Evolution of the interaction between Runx2 and VDR, two transcription factors involved in osteoblastogenesis
© Marcellini et al; licensee BioMed Central Ltd. 2010
Received: 2 September 2009
Accepted: 17 March 2010
Published: 17 March 2010
The mineralized skeleton is a major evolutionary novelty that has contributed to the impressive morphological diversifications of the vertebrates. Essential to bone biology is the solidified extracellular matrix secreted by highly specialized cells, the osteoblasts. We now have a rather complete view of the events underlying osteogenesis, from a cellular, molecular, genetic, and epigenetic perspective. Because this knowledge is still largely restricted to mammals, it is difficult, if not impossible, to deduce the evolutionary history of the regulatory network involved in osteoblasts specification and differentiation. In this study, we focused on the transcriptional regulators Runx2 and VDR (the Vitamin D Receptor) that, in mammals, directly interact together and stabilize complexes of co-activators and chromatin remodellers, thereby allowing the transcriptional activation of target genes involved in extracellular matrix mineralization. Using a combination of functional, biochemical, and histological approaches, we have asked if the interaction observed between Runx2 and VDR represents a recent mammalian innovation, or if it results from more ancient changes that have occurred deep in the vertebrate lineage.
Using immunohistochemistry and in situ hybridization in developing embryos of chick, frog and teleost fishes, we have revealed that the co-expression of Runx2 and VDR in skeletal elements has been particularly strengthened in the lineage leading to amniotes. We show that the teleost Runx2 orthologue as well as the three mammalian Runx1, Runx2 and Runx3 paralogues are able to co-immunoprecipitate with the VDR protein present in nuclear extracts of rat osteoblasts stimulated with 1α,25-dihydroxyvitamin D3. In addition, the teleost Runx2 can activate the transcription of the mammalian osteocalcin promoter in transfection experiments, and this response can be further enhanced by 1α,25-dihydroxyvitamin D3. Finally, using pull-down experiments between recombinant proteins, we show that the VDR homologue from teleosts, but not from ascidians, is able to directly interact with the mammalian Runx2 homologue.
We propose an evolutionary scenario for the assembly of the molecular machinery involving Runx2 and VDR in vertebrates. In the last common ancestor of actinopterygians and sacropterygians, the three Runx paralogues possessed the potential to physically and functionally interact with the VDR protein. Therefore, 1α,25-dihydroxyvitamin D3 might have been able to modulate the transcriptional activity of Runx1, Runx2 or Runx3 in the tissues expressing VDR. After the split from amphibians, in the lineage leading to amniotes, Runx2 and VDR became robustly co-expressed in developing skeletal elements, and their regulatory interaction was incorporated in the genetic program involved in the specification and differentiation of osteoblasts.
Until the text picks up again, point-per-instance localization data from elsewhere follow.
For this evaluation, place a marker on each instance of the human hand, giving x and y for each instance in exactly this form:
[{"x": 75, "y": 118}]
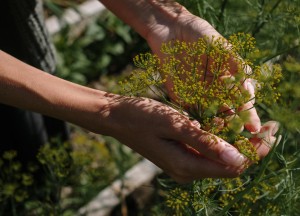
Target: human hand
[
  {"x": 172, "y": 142},
  {"x": 189, "y": 28}
]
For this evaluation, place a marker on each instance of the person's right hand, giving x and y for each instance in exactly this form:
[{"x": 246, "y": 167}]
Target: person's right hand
[{"x": 172, "y": 142}]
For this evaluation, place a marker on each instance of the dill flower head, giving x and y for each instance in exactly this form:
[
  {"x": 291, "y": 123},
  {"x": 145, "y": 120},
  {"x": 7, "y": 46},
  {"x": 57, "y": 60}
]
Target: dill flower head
[{"x": 208, "y": 79}]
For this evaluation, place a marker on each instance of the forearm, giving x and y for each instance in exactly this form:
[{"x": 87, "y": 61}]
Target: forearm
[{"x": 28, "y": 88}]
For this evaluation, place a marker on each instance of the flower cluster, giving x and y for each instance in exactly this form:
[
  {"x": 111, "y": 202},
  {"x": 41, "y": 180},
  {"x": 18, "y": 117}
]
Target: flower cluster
[{"x": 208, "y": 81}]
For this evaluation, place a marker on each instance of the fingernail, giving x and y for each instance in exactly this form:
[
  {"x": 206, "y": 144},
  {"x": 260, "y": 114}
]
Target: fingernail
[
  {"x": 275, "y": 128},
  {"x": 232, "y": 157},
  {"x": 255, "y": 132}
]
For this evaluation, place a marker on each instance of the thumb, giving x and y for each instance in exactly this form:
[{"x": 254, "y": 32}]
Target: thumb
[{"x": 209, "y": 145}]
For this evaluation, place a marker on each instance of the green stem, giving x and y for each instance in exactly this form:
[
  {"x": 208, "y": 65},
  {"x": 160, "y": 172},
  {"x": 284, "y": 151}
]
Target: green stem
[{"x": 257, "y": 180}]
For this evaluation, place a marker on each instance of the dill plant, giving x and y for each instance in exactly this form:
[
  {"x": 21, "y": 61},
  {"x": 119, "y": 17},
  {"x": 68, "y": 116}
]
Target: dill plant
[{"x": 195, "y": 79}]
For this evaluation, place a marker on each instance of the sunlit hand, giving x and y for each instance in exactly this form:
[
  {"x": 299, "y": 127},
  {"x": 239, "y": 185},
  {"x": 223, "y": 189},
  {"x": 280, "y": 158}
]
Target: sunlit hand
[
  {"x": 171, "y": 141},
  {"x": 189, "y": 28}
]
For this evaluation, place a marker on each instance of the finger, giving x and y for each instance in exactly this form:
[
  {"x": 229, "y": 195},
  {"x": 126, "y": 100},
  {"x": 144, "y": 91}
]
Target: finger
[
  {"x": 265, "y": 139},
  {"x": 252, "y": 123},
  {"x": 184, "y": 164},
  {"x": 209, "y": 145}
]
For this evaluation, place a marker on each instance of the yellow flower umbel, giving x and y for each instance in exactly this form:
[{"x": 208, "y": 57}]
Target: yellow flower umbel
[{"x": 207, "y": 80}]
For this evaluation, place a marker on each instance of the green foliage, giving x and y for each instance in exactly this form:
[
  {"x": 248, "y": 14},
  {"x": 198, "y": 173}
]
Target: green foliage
[
  {"x": 65, "y": 177},
  {"x": 201, "y": 92},
  {"x": 204, "y": 88},
  {"x": 272, "y": 187},
  {"x": 105, "y": 45}
]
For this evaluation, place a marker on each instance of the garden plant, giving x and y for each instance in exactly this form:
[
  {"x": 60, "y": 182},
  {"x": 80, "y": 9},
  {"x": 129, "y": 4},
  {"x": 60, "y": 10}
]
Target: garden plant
[{"x": 262, "y": 43}]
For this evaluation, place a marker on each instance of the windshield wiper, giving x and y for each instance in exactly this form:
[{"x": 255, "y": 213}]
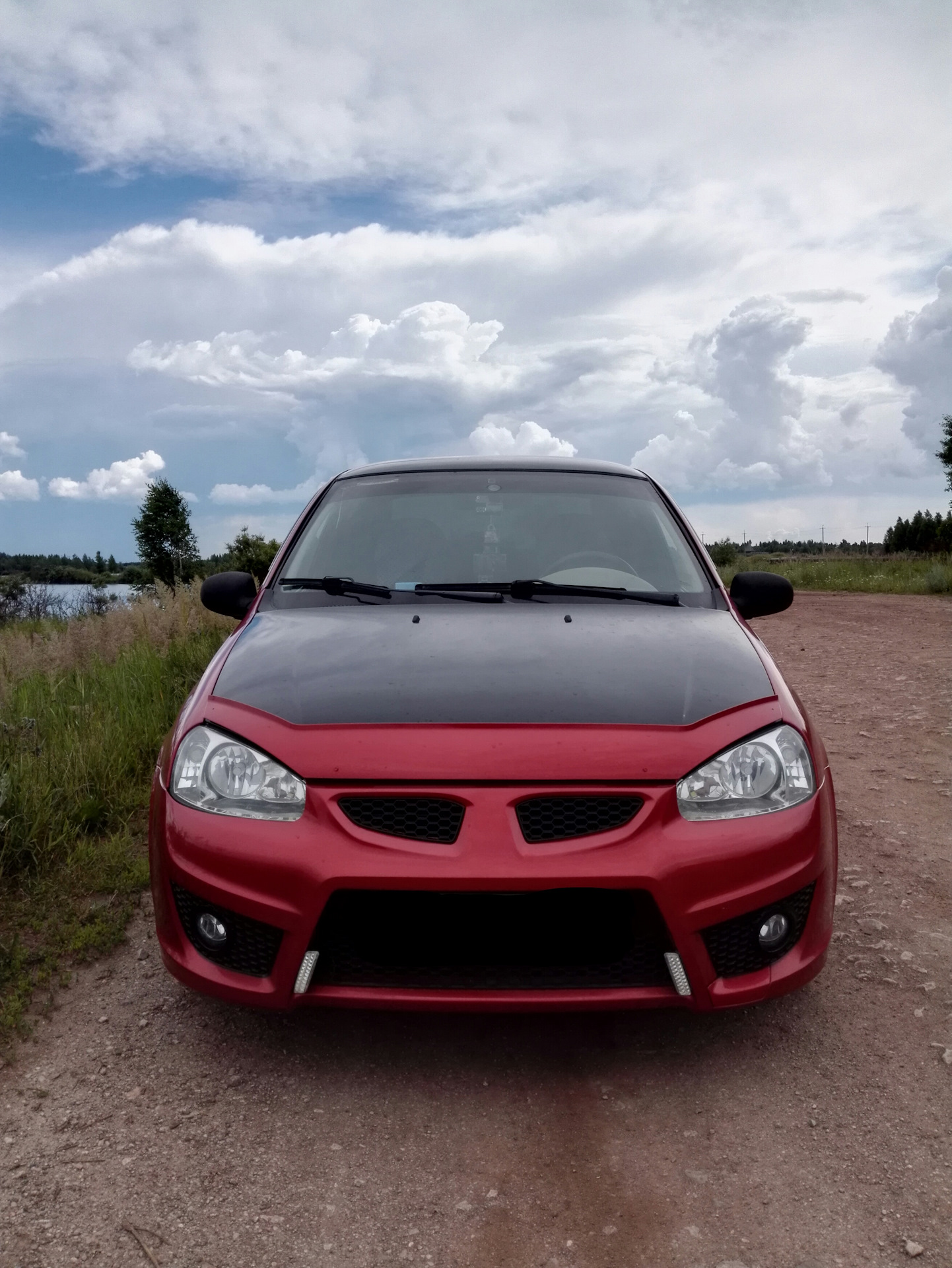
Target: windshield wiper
[
  {"x": 530, "y": 588},
  {"x": 469, "y": 594},
  {"x": 336, "y": 586}
]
The formation and maintenance of the skeleton involves the specification and differentiation of specialized cell types, such as the osteoblasts, chondrocytes and osteoclasts [1–3]. The osteoblasts, of mesenchymal origin, are responsible for depositing the mineralized extracellular matrix of the bones. Their proliferation, survival, and physiology depend on a complex interplay between intrinsic and extrinsic signals. For example, if osteoblasts receive too few BMP signals, or if they fail to express the Runx2 and osterix transcription factors, their ability to differentiate into osteoblasts is largely compromised or abolished [4–6]. Runx2 was the first transcription factor identified as being essential for osteoblastogenesis [5, 7]. It was later shown to act redundantly with its paralogue Runx3 during chondrogenesis . Runx2 can either activate or repress transcription, depending on the nature of its cofactors, and on the regulatory architecture of the target promoter [Reviewed in [9–11]]. Although Runx2 has mainly been studied in mammals, we know that it is also expressed in chondrocytes and osteoblasts during the skeletogenesis of birds, frogs, teleost fishes and sharks [12–17]. In addition, morpholino knock-down approaches have demonstrated that Runx2 is required during chondrogenesis of Danio rerio and Xenopus tropicalis [14, 18]. Taken together, these studies reveal a broad conservation of Runx2 function throughout osteichthyan vertebrates, a monophyletic group consisting of actinopterygians (such as teleost fishes) and sarcopterygians (such as tetrapods).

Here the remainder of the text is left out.